Thomas Fafard

Personal information
- Born: December 6, 1998 (age 27) Repentigny, Quebec, Canada

Sport
- Sport: Athletics (track and field)

Achievements and titles
- Personal best(s): 13:05.07 (5000 metres) 28:39.29 (10,000 metres)

Medal record
Men's Athletics
Representing Canada
NACAC Championships
| Silver medal – second place | 2022 Nassau | 5000 metres |
Pan American U20 Championships
| Silver medal – second place | 2017 Trujillo | 5000 metres |

= Thomas Fafard =

Canadian long-distance runner

Thomas Fafard (born December 6, 1998) is a Canadian track and field athlete competing in the long-distance events.

==Career==
At the 2017 Pan American U20 Athletics Championships in Trujillo, Peru, Fafard won the silver medal in the 5000 metres event.
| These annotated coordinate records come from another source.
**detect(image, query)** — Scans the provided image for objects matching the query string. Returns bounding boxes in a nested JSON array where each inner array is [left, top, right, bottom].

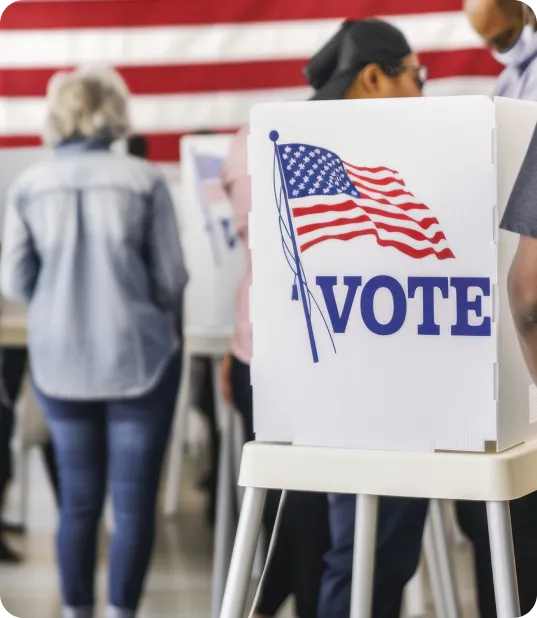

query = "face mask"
[[492, 24, 535, 67]]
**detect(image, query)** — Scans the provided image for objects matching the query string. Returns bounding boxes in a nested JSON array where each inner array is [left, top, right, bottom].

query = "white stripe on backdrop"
[[0, 12, 481, 68], [0, 77, 496, 135]]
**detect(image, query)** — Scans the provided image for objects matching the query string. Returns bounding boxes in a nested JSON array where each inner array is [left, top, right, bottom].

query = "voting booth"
[[178, 135, 245, 333], [249, 97, 537, 452]]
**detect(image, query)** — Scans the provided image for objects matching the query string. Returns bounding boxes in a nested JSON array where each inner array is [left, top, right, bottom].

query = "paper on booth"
[[177, 135, 245, 334], [250, 97, 528, 451]]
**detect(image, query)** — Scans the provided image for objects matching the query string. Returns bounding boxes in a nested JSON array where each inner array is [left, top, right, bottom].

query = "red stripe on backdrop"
[[0, 0, 461, 30], [0, 49, 501, 97], [0, 128, 237, 163]]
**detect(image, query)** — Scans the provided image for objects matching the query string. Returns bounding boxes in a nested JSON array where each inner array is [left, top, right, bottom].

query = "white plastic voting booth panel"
[[178, 135, 245, 333], [0, 147, 52, 315], [249, 97, 537, 452]]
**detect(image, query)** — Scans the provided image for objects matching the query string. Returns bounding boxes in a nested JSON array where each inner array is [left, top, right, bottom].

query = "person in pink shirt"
[[222, 126, 330, 618]]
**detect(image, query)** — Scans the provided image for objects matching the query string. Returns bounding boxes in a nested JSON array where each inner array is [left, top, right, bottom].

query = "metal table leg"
[[351, 494, 378, 618], [211, 360, 237, 618], [220, 487, 267, 618], [429, 500, 460, 618], [423, 516, 447, 618], [164, 340, 192, 517], [487, 502, 520, 618]]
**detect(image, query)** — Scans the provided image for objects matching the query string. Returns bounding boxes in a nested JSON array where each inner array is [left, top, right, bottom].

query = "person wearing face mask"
[[296, 16, 536, 618], [465, 0, 537, 101]]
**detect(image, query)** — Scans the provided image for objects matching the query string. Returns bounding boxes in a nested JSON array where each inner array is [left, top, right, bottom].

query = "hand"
[[220, 352, 233, 403]]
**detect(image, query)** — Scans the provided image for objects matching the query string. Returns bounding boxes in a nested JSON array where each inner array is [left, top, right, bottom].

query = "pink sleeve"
[[222, 126, 252, 239]]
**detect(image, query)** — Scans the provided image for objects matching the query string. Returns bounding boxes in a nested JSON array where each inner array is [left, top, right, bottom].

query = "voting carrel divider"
[[164, 135, 245, 618], [249, 97, 537, 452], [221, 97, 537, 618], [178, 135, 245, 333]]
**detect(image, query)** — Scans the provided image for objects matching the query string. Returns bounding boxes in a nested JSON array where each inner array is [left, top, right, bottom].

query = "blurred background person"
[[0, 71, 187, 618], [464, 0, 537, 101], [306, 20, 537, 618], [222, 127, 330, 618]]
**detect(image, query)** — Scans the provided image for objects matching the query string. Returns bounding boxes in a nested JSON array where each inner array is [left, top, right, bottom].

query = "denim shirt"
[[494, 33, 537, 101], [0, 142, 187, 400]]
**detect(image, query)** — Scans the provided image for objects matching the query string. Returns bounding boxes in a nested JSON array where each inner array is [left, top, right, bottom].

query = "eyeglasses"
[[382, 65, 429, 90]]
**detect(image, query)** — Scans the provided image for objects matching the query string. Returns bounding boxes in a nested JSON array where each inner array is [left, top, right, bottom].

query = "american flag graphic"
[[277, 144, 455, 260], [0, 0, 499, 162]]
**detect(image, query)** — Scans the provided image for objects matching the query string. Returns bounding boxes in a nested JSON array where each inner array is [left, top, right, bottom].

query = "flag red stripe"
[[0, 127, 237, 163], [296, 215, 446, 245], [0, 49, 499, 98], [300, 229, 455, 260], [350, 174, 414, 199], [347, 170, 406, 192], [343, 161, 399, 176], [0, 0, 461, 30], [293, 198, 430, 223], [360, 206, 440, 230]]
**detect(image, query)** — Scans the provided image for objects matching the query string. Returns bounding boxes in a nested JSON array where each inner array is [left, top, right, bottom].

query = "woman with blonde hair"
[[0, 71, 187, 618]]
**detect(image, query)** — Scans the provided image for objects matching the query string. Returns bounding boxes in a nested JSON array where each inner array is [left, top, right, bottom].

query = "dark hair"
[[304, 19, 412, 99]]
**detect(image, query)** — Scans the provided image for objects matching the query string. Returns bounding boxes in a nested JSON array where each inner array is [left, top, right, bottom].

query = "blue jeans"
[[318, 494, 428, 618], [318, 493, 537, 618], [36, 355, 181, 618]]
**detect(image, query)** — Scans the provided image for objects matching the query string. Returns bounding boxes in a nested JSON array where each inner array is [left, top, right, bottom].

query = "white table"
[[220, 441, 537, 618]]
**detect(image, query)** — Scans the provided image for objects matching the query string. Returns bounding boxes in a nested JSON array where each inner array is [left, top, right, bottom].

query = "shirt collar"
[[55, 139, 111, 156]]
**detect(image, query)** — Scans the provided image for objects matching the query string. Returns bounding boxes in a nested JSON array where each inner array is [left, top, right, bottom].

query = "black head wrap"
[[304, 19, 412, 100]]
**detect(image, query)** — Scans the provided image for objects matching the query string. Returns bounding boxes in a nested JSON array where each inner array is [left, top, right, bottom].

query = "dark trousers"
[[0, 348, 58, 512], [231, 358, 330, 618], [319, 494, 537, 618], [36, 356, 180, 611]]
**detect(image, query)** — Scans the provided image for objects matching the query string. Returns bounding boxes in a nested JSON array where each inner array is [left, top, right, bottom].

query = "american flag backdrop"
[[0, 0, 499, 162], [276, 144, 454, 260]]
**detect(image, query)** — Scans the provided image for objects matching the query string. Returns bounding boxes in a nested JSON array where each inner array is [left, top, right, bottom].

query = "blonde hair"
[[43, 68, 130, 146]]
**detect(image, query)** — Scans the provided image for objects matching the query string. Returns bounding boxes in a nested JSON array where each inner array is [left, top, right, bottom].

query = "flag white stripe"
[[0, 11, 482, 68], [297, 221, 448, 252], [0, 88, 310, 135], [294, 208, 442, 238], [0, 78, 494, 135], [349, 170, 410, 195], [345, 164, 403, 182], [290, 194, 434, 221]]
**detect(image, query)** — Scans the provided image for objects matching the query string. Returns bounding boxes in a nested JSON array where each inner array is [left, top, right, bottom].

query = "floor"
[[0, 446, 476, 618]]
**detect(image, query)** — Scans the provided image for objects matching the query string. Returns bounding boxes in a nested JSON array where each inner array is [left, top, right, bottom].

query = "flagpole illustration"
[[269, 131, 319, 363]]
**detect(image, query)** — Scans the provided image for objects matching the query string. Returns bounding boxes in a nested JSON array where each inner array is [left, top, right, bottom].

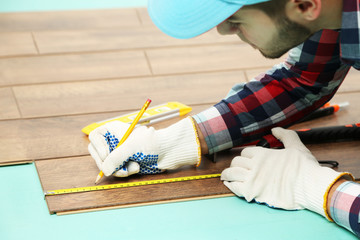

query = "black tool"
[[257, 123, 360, 148]]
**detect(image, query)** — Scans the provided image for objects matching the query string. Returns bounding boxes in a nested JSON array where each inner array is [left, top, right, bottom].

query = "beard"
[[259, 16, 312, 59]]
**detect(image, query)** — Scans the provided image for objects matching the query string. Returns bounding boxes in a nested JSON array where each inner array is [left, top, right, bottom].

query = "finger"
[[224, 181, 243, 197], [89, 127, 110, 161], [271, 127, 308, 151], [88, 143, 103, 169], [241, 147, 267, 158], [112, 164, 130, 177], [127, 161, 140, 176], [221, 167, 249, 182], [101, 147, 128, 176], [230, 156, 252, 169]]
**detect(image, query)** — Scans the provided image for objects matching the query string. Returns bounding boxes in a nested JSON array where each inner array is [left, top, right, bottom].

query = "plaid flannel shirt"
[[194, 0, 360, 236]]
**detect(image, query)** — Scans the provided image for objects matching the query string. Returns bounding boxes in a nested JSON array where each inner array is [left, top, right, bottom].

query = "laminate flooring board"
[[0, 105, 210, 165], [0, 87, 21, 120], [34, 26, 241, 54], [0, 8, 141, 32], [14, 71, 245, 118], [36, 153, 235, 213], [0, 51, 151, 86], [36, 138, 360, 213], [146, 44, 281, 74], [0, 32, 38, 57]]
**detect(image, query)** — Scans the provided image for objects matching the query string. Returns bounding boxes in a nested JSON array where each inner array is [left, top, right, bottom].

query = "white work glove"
[[221, 127, 351, 216], [88, 117, 201, 177]]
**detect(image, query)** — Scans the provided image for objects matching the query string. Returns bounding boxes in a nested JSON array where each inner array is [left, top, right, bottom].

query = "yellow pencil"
[[95, 99, 151, 184]]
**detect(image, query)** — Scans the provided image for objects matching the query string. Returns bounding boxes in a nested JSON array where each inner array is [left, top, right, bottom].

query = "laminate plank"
[[36, 134, 360, 214], [0, 105, 210, 165], [0, 32, 37, 57], [0, 8, 141, 32], [146, 43, 279, 74], [0, 88, 20, 120], [34, 25, 240, 54], [36, 153, 231, 213], [0, 51, 151, 86], [14, 70, 244, 118]]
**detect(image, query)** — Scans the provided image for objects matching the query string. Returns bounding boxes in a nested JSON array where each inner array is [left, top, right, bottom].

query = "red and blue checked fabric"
[[329, 182, 360, 237], [194, 0, 360, 154], [194, 0, 360, 236]]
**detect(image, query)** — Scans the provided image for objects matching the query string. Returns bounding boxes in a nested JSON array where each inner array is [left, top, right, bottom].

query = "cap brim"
[[148, 0, 243, 39]]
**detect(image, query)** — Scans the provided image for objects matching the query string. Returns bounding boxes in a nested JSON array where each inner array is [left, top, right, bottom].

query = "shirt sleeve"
[[194, 30, 350, 154], [329, 182, 360, 237]]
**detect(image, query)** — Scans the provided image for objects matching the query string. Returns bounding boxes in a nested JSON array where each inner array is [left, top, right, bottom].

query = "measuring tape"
[[44, 173, 221, 196]]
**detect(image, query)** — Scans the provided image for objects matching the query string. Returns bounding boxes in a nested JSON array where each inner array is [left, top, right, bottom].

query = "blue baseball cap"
[[148, 0, 268, 39]]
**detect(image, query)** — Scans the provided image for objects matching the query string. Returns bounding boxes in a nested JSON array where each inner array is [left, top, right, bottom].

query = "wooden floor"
[[0, 8, 360, 212]]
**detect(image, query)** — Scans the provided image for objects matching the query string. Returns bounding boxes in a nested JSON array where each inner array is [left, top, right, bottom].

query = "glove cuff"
[[157, 117, 201, 170], [295, 166, 352, 221]]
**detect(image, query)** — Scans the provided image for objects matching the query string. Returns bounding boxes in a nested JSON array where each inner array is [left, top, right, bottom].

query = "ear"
[[287, 0, 321, 21]]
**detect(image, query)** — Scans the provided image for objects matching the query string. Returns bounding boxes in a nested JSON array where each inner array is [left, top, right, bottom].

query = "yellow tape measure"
[[44, 173, 221, 196]]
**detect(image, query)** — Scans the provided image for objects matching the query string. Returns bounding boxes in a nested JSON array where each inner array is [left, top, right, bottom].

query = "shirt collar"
[[340, 0, 360, 62]]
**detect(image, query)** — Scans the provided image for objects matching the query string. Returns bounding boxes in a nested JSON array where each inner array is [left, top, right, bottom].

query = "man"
[[89, 0, 360, 236]]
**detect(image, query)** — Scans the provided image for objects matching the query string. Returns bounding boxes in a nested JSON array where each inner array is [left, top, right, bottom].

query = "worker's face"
[[217, 7, 311, 58]]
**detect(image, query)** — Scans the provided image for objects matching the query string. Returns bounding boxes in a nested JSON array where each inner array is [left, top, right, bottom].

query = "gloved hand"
[[88, 117, 201, 177], [221, 127, 352, 219]]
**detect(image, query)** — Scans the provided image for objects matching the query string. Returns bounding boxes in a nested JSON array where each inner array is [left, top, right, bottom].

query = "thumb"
[[101, 146, 128, 176], [271, 127, 309, 151]]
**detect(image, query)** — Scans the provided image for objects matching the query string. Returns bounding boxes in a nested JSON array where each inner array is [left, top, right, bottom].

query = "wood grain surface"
[[0, 8, 360, 214]]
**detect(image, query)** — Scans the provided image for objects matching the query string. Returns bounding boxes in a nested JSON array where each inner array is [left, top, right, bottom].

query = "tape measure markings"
[[44, 173, 221, 196]]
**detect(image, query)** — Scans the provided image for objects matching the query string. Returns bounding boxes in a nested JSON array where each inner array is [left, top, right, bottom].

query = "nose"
[[216, 21, 240, 35]]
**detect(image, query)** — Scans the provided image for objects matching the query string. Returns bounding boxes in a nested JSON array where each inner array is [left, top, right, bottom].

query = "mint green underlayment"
[[0, 0, 357, 240], [0, 164, 357, 240]]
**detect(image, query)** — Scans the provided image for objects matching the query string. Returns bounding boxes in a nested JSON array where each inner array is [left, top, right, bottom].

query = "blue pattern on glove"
[[104, 132, 162, 174], [104, 131, 119, 152]]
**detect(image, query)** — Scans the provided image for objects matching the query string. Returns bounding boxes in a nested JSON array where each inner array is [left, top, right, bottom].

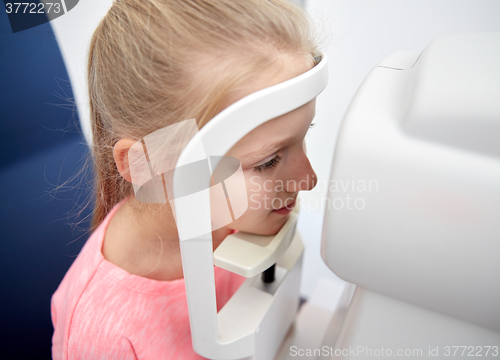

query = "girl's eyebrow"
[[242, 137, 294, 160]]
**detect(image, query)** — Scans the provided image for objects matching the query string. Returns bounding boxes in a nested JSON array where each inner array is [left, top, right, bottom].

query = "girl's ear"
[[113, 139, 136, 182]]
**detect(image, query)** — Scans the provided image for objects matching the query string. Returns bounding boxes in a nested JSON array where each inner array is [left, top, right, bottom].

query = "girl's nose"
[[286, 153, 318, 192]]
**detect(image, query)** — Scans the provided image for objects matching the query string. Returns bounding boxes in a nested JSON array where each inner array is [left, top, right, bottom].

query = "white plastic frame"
[[173, 53, 328, 359]]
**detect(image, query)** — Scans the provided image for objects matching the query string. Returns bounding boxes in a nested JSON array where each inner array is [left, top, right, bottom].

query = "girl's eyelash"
[[254, 155, 281, 172]]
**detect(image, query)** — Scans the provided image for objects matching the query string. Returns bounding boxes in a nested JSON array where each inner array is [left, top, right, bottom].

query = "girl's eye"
[[254, 155, 281, 172]]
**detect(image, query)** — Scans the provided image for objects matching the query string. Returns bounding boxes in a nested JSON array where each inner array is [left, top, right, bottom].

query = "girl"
[[51, 0, 318, 360]]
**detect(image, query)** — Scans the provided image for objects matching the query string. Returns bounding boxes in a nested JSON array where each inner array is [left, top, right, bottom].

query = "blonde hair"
[[88, 0, 318, 228]]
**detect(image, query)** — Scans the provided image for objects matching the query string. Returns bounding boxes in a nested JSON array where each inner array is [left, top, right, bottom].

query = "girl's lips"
[[273, 199, 296, 215]]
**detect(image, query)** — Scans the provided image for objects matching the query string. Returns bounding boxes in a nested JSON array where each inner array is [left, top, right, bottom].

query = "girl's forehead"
[[227, 99, 316, 162]]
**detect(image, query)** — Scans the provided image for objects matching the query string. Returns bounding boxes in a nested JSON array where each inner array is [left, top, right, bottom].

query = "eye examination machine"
[[173, 33, 500, 360]]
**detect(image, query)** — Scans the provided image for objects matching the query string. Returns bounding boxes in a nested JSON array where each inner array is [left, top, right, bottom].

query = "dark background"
[[0, 9, 93, 359]]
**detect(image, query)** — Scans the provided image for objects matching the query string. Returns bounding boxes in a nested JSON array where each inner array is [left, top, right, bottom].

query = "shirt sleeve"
[[68, 335, 137, 360]]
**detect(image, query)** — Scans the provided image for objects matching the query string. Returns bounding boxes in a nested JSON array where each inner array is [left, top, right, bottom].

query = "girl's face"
[[222, 55, 317, 235]]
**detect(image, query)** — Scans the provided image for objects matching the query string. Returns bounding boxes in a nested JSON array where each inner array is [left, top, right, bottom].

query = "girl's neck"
[[102, 196, 232, 281]]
Fafard's first major senior international medal came in 2022, when he won the silver medal in the 5000 metres at the 2022 NACAC Championships in Nassau, Bahamas. Fafard also won silver at the 2022 Pan American Cross-Country Championships in Brazil.

===2024 season===
In April 2024, Fafard won the Vancouver Sun Run. In May 2024, Fafard ran a personal best of 13:05.07 in the 5000 metres, just shy of the Olympic standard by 0.07 seconds. In June 2024, Fafard made his professional debut, finishing second at the Canadian trials in the 5000 metres. In July 2024, Fafard qualified to compete for Canada at the 2024 Summer Olympics through his world rankings position.